It has taken Natasha Jonas eight years to get to this point after she came up short against Katie Taylor in the Olympic Games quarterfinal in front of a raucous crowd at the ExCeL, London.
On Friday, Jonas finally boxes on the big stage again when she challenges Terri Harper for the WBC world junior lightweight title.
The environment will be very different to the Olympics, but Jonas (9-1, 7 KOs), 36, from Liverpool, hopes her experience will prove decisive over 23-year-old English rival Harper (10-0, 5 KOs).
“You will not know how it will affect you until the night and I don’t think it will [affect me],” Jonas said at a news conference.

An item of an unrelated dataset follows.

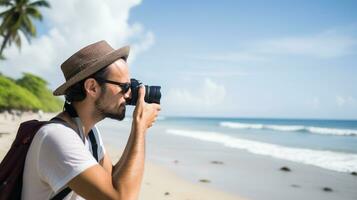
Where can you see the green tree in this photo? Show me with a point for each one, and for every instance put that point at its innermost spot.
(18, 18)
(38, 87)
(13, 96)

“I’ve boxed in front of 10 people, I’ve boxed in front of more than 10,000, it doesn’t make a difference.
“I just think experience overall helps. She hasn’t got the depth of knowledge or depth of experience I have. Whatever fight she brings I have an answer for.”
After losing to Irishwoman Taylor, which effectively ended her amateur career, Jonas gave birth to daughter Mela in 2015 and turned professional two years later.
Taylor, who went on to win gold in 2012, entered the paid ranks a year earlier than Jonas and is one of women’s boxing’s biggest stars as a two-weight world champion.
But the professional game has been a hard slog for Jonas, who has had to recover from a stoppage defeat two years ago to challenge Harper.
“It was a long road, I got into the sport to be the best, and I haven’t proved myself at times when I need to, but this time I will,” Jonas said.
In contrast, Harper has travelled quickly to the top.
Harper won the title in just her 10th professional fight with a unanimous points decision to end Eva Wahlstrom’s five-year reign in February.
It was not so long ago that Harper, from Doncaster, was working in a fish and chip shop after giving up boxing aged 16.
“Natasha is well schooled, I think she’s strongest when you allow her to set the pace so I’m going to do my best to set the pace and make it my fight,” Harper said at a news conference.
“It [victory] will open 100 more doors. I want to fight the other champions at super featherweight, I want unification fights. Every day I have to pinch myself, it’s like I have come out of nowhere. I’ve come from working in a chip shop and now here I am boxing on the bigger stage in boxing. It’s gone a lot quicker than we all thought. I’m on too much of a good roll at the moment.”
A future rematch with Taylor, the undisputed world lightweight champion, would be a dream come true for Jonas.
Taylor (15-0, 6 KOs), 34, puts her four belts on the line against Belgium’s Delfine Persoon at the same temporary venue on Aug. 22.
As well as a rival, Taylor is also an inspiration and trailblazer for Jonas and Harper.
“It’s a great time to be in women’s boxing at the moment, and it’s led by Katie especially on this side of the Atlantic,” Jonas said.
“Women’s boxing needs these nights, the big nights, the domestic rivalries. Anything is possible in women’s boxing and one win puts me back in the mix with anyone. We’re lucky enough to have likes of Taylor and Cecilia Braekhus within reach and with the same promoter.”
Hearn has said it is easier to make bigger match-ups in women’s boxing.
“People like Katie Taylor have pushed the boundaries but without people like Natasha Jonas, Terri Harper, then there’s nothing to follow those doors being opened,” Hearn added.
“This is a major moment because this is a big domestic fight. There isn’t the parity with but we have come a long way with world title fights and what people are earning at the top end. When people can see a future it is better for the sport.
“It’s also easier for me to plan fights. I’m looking at if Natasha wins there is a unification fight with Ewa Brodnicka, or a big fight in America with Mikaela Mayer. Chantelle Cameron is fighting for a world title and if she wins she can fight the winner of Taylor-Persoon. You could do Savannah Marshall against Claressa Shields. These aren’t pipe dreams. In men’s boxing some things never materialize.”